I'm not one who is afraid of mice - I'm only really afraid of trains, the dark, heights and falling down and breaking my teeth. Long story on that last one. I'm not afraid of mice. I just hate them. They carry disease, they leave poop all over the place, and they make noises. I hate them. Since I've lived in Philly, however, we've learned that they're just part of life. It's an old house, with lots of holes, and quite honestly, they've been here longer than I have.

But they're not paying mouse-rent, and unless Stuart Little writes me a mouse-check, I'm waging mouse-war on his mouse-ass. It's a little like the war on drugs or the war on terror, however. We're just never going to know whether we've won, and our only victories are where we're constantly still on alert. We hide food, we take out the trash EVERY day, all of the cereal is in tupperware containers, we've tried glue traps, clamshell traps, wood traps, mouse bait, mouse poison, and just about everything anyone sells. The only thing we haven't tried is a cat, because I'm allergic and Melissa hates cats almost more than I hate mice.

All I know is this mouse, for lack of a better word, is BALLSY. He runs right in front of us, whereas most usually are scared of any human noise. He's not only unlawfully squatting, chewing through gladware and plastic bags, he's taunting us. HE CLIMBED ON ME.

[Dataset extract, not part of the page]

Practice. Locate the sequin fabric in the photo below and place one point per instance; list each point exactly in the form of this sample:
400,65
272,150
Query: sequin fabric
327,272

I went across the street and immediately bought MORE traps. Because maybe they'll just fall into one. I checked the old ones and discovered that not only were they empty of mice, the mice had STOLEN the bait off the traps. Without setting them off. I bought mouse attractant, which supposedly works better than peanut butter or cheese and is poisonous to them.

Anyone have any ideas?

2 comments:

Carrie Davis said...

Yuck, yuck, yuck. We had rats, not mice, BUT RATS, a few years ago in our garage. We had traps, and that caught a couple. What really got rid of them was when we found their nest. They were making a next in some old insulation in our crawlspace...we got rid of that..and they disappeared.

Mollypants said...

See thats what I'm worried about - if you ignore the mice, the rats will move in. A friend of mine in South Philly says it's a problem in the rowhouses down there where people will be perfectly clean and keep their place exterminated...but their neighbors, who share a wall, will be less diligent, and the rats actually get to the point where they EAT through the WALL. Thank god we don't have that problem! I didn't know that mice have nests but I'll check.